The end client applications will not be changed but the analytical database is subject of many changes. Many changes are not visible from business users’ side but are necessary when the server platform changed to the Microsoft Analysis Services 2005. Main drivers of the change are:
• enhanced monitoring – with SSAS 2000 was the tracing impossible
• enhanced processing capabilities – ProcessIndex method for aggregation processing
• supportability – support of the SSAS 2000 ended on July, 2007
• scalability – easier hardware scalability or the easier software scalability to the SSAS 2008

Migration tasks


We expected major issues will be coming from following areas:
• User queries
  o Mark from the bunch of PAS queries only used and valid one. Unfortunately PAS has no support for such a task.
  o MDX syntax changes (date key, dot notation)
  o PAS queries upgrade (refresh of the changed underlying MDX queries)
• structural (design) changes of OLAP structure 
  o Obsolete features replacement (virtual dimensions, virtual cubes etc.)
  o Duplicities in key columns
  o Redesing of the server calculations (usage of the Scope statement)
• processing workflow application – the processing model was completely redesign and is accessed via Analysis Management Objects (AMO).


Model of PAS entities


From wide functionalities of PAS our effort was in so called Briefing Book Server. From a user point an MDX query is a page that is organized with books and libraries. Superclass for a page is an Briefing Book Element. Also in the relational repository there are tables BookElements, Books, Libraries and MDStores.

 



Pages and books have more detailed structure as can be seen from the PAS documentation. These structures can be accessed either via PAS object model or via XML which is stored in tables mentioned above. 


 

BriefingBook object refers to the Book. MDStore object should contain all metadata from all pages within a book. Our experience shows that MDStore can be sometimes ignored – we did so with BookCreator application described later. 
When digging into a BriefingPage or shortly a page there is very important section called Commands which holds always one Command. A command is defined via an MDX query and has some additional attributes that are used in the web pages e.g. for showing which dimensions are combined in the background. These attributes are visible under the tag DSH (Data Source Hub) and its cardinality is always 1:1. So one page has exactly one command object (with MDX as a property) and it has exactly one object referenced to the Axes class and exactly one object referenced to the Columns class but it can have many dimensions laying under it.


 

Marking of user queries


Neither our customer neither we believed that all 20 000 elements on PAS are all important. We together defined a rule for an active user which we applied on the SSAS query log. Queries of such a user were ignored. 

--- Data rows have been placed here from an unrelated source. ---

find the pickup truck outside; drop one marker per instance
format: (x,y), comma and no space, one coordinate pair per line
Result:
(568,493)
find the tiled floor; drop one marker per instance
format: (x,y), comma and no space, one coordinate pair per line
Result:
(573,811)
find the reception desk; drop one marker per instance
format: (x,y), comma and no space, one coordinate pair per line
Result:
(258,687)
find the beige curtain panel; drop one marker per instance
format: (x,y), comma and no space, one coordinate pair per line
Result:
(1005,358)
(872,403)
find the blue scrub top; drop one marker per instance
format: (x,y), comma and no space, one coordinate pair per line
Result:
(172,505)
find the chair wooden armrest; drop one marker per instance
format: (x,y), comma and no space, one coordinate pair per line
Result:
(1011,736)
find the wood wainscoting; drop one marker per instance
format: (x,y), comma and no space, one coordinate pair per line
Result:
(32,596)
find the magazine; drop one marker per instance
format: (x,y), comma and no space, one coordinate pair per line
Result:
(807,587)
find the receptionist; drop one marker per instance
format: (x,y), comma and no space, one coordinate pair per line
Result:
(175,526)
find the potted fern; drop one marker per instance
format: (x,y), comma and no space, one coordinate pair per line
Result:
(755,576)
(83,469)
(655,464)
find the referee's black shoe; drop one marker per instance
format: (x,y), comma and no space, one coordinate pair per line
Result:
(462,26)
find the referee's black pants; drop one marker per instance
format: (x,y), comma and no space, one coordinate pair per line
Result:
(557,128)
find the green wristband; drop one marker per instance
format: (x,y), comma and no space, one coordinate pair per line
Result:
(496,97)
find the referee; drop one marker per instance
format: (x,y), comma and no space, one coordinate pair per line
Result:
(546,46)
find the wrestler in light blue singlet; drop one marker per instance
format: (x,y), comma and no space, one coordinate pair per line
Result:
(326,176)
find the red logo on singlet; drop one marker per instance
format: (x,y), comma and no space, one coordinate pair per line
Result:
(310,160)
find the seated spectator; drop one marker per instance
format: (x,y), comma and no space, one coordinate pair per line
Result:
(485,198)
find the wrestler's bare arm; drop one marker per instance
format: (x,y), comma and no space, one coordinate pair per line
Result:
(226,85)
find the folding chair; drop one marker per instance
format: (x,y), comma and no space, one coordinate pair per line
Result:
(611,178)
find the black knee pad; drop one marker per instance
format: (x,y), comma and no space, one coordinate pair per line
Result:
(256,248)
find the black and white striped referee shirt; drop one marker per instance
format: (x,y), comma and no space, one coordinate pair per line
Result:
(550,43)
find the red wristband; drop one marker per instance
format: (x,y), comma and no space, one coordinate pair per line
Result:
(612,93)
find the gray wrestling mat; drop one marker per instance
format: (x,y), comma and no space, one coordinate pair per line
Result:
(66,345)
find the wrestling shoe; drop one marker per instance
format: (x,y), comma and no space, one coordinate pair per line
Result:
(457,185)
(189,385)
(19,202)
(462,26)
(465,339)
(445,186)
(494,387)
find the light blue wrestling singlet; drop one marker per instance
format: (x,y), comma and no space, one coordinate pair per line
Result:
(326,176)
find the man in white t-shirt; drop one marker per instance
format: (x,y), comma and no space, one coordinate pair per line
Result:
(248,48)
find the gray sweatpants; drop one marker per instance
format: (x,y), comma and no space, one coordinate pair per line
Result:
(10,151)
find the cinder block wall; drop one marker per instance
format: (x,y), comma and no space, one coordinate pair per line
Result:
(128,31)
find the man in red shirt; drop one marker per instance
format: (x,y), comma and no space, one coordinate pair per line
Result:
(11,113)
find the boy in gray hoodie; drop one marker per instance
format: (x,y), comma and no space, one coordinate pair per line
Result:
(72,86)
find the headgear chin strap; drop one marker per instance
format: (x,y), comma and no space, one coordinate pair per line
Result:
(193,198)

Next step was in validation of the rest MDX queries. We developed a small C# utility (called ASCMD2000). We could not allow a linked server to the SSAS because many of the queries were longer than 4000 bytes.

ASCMD2000 utility:
• Runs an MDX
• Measures duration of that command – to sort out long running queries, comparison of the queries against the target system
• Retrieves checksum of the resultset or returning error – MDX with error were ignored in later steps.
• Enable query on both SSAS 2000 and 2005.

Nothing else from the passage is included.